Journal of Psychoactive Drugs November 6, 2024 Rotem Petranker, Valentyn Sobolenko, Zeina Beidas et al. 9 citations

People who exclusively microdose psychedelics differ from those who also take larger doses. Exclusive microdosers are older (average 46.4 vs. 42.0 years), more often female (68.4% vs. 44.7%), non-Caucasian (25.4% vs. 14.7%), and urban residents (43.9% vs. 38.5%). They report using fewer non-psychedelic substances over their lifetime (3.8 vs. 4.7 substances). Most microdose multiple times a month (52.5%), commonly using psilocybin (74.5%), LSD (34.4%), or ketamine (15.8%), and 64.6% do not test their substances. The main reason for microdosing is improving general wellbeing (73.0%).

Preferences, Perceptions, and Environmental Considerations of Natural and Synthetic Psychedelic Substances: Findings from the Global Psychedelic Survey

Journal of Psychoactive Drugs December 24, 2024 Omer A Syed, Rotem Petranker, Emily C Fewster et al. 3 citations

A strong preference for natural over synthetic sources exists among users of psilocybin (75%), DMT (56%), and mescaline (56%), based on an anonymous online survey of 6,379 consumers from 85 countries. About half of respondents (50.8%) believe the source affects a psychedelic's psychological and physiological effects, while 34.4% are neutral. Despite preferring natural sources, 67.7% would switch to synthetic alternatives if it reduced environmental harm from overharvesting. The survey's respondents came mainly from anglophone regions.
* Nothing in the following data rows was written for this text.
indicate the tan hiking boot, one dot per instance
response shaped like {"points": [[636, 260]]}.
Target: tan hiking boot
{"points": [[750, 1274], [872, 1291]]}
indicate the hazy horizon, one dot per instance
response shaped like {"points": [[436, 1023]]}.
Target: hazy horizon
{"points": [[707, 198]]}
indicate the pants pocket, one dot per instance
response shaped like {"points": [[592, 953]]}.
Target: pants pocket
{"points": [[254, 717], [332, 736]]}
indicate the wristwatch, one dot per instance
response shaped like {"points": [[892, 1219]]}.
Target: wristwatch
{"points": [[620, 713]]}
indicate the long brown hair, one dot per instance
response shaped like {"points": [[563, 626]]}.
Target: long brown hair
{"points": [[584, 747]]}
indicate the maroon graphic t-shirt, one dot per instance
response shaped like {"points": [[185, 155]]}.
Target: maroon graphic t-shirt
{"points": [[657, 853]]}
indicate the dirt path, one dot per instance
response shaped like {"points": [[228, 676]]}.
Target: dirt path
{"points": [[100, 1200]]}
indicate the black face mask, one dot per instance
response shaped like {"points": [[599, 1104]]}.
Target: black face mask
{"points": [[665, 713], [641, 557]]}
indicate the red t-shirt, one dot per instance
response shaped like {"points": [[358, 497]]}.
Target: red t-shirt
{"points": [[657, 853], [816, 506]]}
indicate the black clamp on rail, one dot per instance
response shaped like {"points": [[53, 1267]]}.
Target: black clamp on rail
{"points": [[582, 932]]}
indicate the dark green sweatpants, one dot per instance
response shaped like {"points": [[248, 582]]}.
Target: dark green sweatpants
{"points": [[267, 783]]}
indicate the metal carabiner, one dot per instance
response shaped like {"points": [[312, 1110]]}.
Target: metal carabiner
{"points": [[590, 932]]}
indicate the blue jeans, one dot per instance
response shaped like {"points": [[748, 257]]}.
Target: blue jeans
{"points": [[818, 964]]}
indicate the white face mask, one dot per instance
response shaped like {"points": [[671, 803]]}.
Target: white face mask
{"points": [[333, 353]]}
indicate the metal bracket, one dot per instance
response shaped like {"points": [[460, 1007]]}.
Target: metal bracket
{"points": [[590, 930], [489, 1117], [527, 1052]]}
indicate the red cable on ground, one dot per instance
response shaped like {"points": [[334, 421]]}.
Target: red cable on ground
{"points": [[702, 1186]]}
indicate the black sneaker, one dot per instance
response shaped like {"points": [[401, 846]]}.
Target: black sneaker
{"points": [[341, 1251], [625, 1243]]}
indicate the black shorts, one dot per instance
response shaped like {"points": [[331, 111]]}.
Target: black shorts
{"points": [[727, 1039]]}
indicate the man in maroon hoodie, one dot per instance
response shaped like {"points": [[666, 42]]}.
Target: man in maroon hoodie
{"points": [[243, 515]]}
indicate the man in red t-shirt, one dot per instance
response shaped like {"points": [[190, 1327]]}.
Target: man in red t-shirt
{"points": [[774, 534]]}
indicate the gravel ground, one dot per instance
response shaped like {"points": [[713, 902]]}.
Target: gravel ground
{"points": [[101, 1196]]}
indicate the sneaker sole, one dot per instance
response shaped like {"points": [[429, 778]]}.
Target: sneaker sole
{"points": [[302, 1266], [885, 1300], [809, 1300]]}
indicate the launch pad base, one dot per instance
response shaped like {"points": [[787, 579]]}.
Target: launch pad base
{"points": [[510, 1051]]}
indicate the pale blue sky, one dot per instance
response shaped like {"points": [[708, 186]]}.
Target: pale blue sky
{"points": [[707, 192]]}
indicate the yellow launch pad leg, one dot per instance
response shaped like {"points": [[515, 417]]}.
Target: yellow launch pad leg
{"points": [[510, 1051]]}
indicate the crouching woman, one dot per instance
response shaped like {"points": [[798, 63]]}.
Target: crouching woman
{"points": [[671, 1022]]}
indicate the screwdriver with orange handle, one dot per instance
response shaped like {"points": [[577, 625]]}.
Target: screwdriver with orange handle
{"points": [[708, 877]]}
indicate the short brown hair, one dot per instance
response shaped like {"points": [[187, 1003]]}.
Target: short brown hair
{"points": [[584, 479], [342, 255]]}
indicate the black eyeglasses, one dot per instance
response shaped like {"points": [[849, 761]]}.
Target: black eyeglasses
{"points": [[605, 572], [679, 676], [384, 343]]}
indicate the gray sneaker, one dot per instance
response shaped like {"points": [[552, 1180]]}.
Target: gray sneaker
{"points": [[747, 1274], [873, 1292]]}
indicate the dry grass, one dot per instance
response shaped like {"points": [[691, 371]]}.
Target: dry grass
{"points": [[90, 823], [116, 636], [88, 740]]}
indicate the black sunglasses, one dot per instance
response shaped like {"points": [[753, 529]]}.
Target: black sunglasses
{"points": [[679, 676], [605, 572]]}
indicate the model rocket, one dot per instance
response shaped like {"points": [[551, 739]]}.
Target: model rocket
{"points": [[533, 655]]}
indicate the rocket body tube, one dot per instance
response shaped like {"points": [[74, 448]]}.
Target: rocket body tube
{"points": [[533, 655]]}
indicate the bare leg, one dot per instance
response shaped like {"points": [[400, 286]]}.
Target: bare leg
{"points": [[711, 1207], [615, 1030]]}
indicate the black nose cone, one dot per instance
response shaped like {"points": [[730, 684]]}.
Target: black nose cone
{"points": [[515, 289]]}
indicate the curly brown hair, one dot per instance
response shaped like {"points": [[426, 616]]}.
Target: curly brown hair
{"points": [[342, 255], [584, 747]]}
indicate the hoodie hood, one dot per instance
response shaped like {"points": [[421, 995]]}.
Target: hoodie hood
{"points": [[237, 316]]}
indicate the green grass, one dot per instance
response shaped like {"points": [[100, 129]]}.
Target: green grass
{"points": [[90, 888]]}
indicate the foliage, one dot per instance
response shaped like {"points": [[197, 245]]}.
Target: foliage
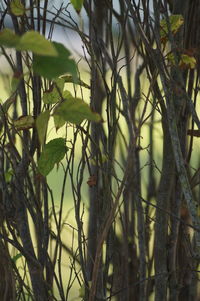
{"points": [[116, 147]]}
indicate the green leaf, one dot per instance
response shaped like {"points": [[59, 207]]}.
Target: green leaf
{"points": [[52, 95], [187, 61], [58, 121], [17, 8], [75, 110], [8, 38], [77, 4], [35, 42], [175, 22], [16, 257], [42, 125], [24, 122], [52, 67], [53, 153]]}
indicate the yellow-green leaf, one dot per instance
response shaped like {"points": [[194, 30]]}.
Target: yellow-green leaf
{"points": [[54, 151], [8, 38], [35, 42], [77, 4], [24, 122], [175, 22], [42, 125], [17, 8], [53, 95]]}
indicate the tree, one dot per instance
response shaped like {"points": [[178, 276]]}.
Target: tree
{"points": [[141, 238]]}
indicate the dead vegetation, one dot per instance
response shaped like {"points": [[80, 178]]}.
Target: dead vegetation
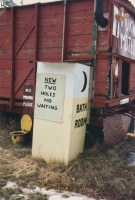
{"points": [[96, 174]]}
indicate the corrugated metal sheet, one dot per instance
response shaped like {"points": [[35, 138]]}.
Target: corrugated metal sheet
{"points": [[115, 129]]}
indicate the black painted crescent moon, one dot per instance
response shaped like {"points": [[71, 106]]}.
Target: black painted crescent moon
{"points": [[85, 82]]}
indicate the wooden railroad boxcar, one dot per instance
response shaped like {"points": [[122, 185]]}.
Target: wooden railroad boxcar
{"points": [[98, 33]]}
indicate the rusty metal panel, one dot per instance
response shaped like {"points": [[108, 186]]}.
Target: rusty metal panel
{"points": [[115, 129]]}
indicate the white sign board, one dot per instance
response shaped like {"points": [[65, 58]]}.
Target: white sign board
{"points": [[124, 101], [49, 99]]}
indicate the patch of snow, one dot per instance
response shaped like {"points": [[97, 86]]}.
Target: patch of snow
{"points": [[11, 185], [51, 194]]}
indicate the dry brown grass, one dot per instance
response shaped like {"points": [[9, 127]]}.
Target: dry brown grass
{"points": [[93, 173]]}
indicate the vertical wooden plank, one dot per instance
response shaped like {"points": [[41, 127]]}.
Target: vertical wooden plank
{"points": [[64, 31], [12, 60], [35, 50], [110, 22], [119, 77]]}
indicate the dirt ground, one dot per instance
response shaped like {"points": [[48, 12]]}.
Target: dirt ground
{"points": [[93, 173]]}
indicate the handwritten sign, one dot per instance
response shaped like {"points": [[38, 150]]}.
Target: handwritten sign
{"points": [[126, 37], [28, 96], [49, 99]]}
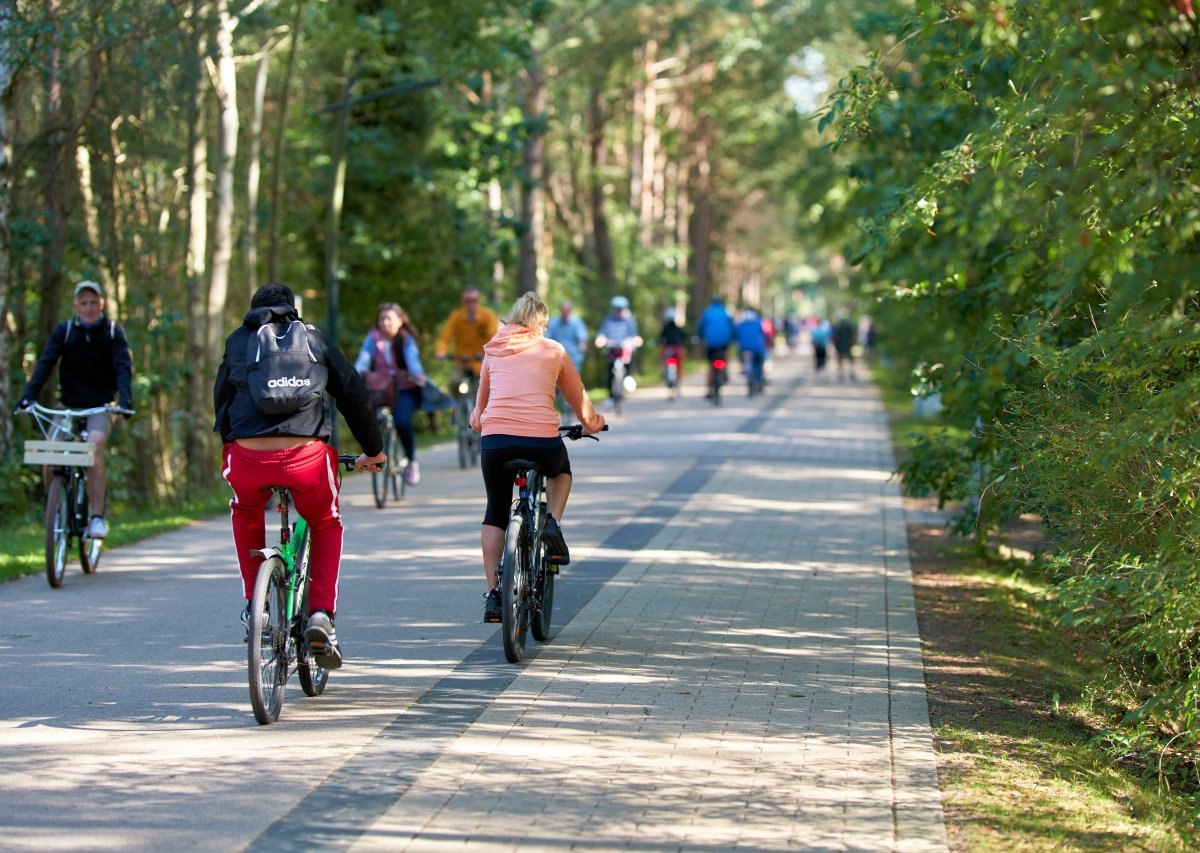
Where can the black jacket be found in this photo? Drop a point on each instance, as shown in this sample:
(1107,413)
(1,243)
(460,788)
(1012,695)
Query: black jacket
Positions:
(237,416)
(96,366)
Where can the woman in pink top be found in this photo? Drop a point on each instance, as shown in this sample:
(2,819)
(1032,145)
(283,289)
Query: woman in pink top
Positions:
(515,413)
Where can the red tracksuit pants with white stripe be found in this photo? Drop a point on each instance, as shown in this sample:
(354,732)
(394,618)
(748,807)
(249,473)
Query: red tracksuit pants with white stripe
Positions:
(311,473)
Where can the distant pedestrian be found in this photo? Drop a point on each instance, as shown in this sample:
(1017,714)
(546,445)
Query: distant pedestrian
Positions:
(867,337)
(751,348)
(844,334)
(570,331)
(820,335)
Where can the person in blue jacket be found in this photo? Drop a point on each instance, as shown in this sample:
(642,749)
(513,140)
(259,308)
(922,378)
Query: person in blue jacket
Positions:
(715,329)
(751,344)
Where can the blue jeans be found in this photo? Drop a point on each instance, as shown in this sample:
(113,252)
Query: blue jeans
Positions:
(408,402)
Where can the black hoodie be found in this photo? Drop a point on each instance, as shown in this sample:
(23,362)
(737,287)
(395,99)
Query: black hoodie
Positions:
(237,416)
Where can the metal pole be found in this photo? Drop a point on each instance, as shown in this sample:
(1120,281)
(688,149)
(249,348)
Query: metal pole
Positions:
(337,192)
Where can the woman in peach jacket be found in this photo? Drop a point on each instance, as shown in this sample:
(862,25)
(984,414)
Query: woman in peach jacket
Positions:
(515,414)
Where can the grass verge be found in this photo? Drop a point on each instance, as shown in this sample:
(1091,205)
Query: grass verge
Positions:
(24,542)
(24,551)
(1012,702)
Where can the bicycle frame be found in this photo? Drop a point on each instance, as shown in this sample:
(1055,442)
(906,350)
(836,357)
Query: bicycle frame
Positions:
(286,550)
(66,455)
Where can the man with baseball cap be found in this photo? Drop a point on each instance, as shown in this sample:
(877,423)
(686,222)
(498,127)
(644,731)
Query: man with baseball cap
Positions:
(96,370)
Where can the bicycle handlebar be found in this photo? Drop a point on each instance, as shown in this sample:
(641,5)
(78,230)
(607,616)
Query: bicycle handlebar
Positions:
(37,408)
(575,432)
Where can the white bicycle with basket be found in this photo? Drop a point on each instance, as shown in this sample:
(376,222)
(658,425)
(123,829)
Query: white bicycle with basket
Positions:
(67,455)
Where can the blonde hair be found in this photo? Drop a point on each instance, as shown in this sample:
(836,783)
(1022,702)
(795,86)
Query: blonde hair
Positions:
(529,312)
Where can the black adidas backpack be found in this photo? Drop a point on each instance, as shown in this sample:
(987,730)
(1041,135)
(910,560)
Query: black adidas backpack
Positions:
(281,370)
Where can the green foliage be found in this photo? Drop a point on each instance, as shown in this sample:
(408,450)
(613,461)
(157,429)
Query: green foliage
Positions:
(1023,176)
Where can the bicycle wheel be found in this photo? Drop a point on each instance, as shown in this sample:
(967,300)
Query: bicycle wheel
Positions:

Microdosing Psilocybin for Major Depressive Disorder: Study Protocol for a Phase II Double-Blind Placebo-Controlled Randomized Partial Crossover Trial

November 16, 2025 Zeina Beidas, Anya Ragnhildstveit, Adam Blackman et al. preprint

A phase II trial will test whether microdosing psilocybin (2 mg weekly) outperforms placebo for major depressive disorder. Forty adults will receive either psilocybin or placebo for four weeks, then all will receive psilocybin for another four weeks. Depression symptoms and other measures will be assessed at baseline, after four weeks, and after eight weeks, with follow-ups for two years. The study aims to clarify whether microdosing has genuine antidepressant effects or whether benefits are due to expectancy, and to inform future dose regimens and the therapeutic role of sub-threshold versus threshold doses.